Italia-Svizzera. Spostamenti ancora possibili. Ma solo per lavoro

Italia-Svizzera. Spostamenti ancora possibili. Ma solo per lavoro
(ansa)

70mila frontalieri ogni giorno varcano il confine. Molti sono medici e infermieri. Dopo il blocco, ora nessuna restrizione per chi ha un impiego. Da martedì controlli medici anche al Brennero  

MILANO – L’incubo di vedere le aziende svizzere in ginocchio e i timori di un caos legato al blocco dei lavoratori italiani – per la maggior parte lombardi – ai valichi di frontiera. Per più di dodici ore, dalle 22 di sabato alla tarda mattinata di domenica, l’emergenza coronavirus e la conseguente stretta del Governo sugli ingressi e le uscite dalla Lombardia ha generato allarme e confusione anche in Canton Ticino.

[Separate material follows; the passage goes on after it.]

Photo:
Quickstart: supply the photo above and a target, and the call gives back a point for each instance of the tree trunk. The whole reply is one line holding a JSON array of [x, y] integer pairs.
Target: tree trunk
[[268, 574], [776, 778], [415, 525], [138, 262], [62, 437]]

Gli effetti del Dpcm varato da Roma non potevano non riflettersi sui 70mila frontalieri che ogni giorno - soprattutto dalle province di Como e Varese – si recano in Svizzera per lavoro: e infatti, inizialmente, sembrava che le limitazioni decise dal governo dovessero imporre uno stop. Con l’impossibilità per la forza lavoro italiana di attraversare il confine e raggiungere il Canton Ticino. Quali fossero le indicazioni da seguire non era chiaro nemmeno agli addetti ai controlli frontalieri. Ma, dopo ore di mediazioni e contatti Roma-Berna – con telefonate e chiarimenti nel corso della notte - la situazione si è sciolta: le limitazioni introdotte sulla Lombardia (e su altre 11 province) non vietano gli spostamenti per comprovati motivi di lavoro.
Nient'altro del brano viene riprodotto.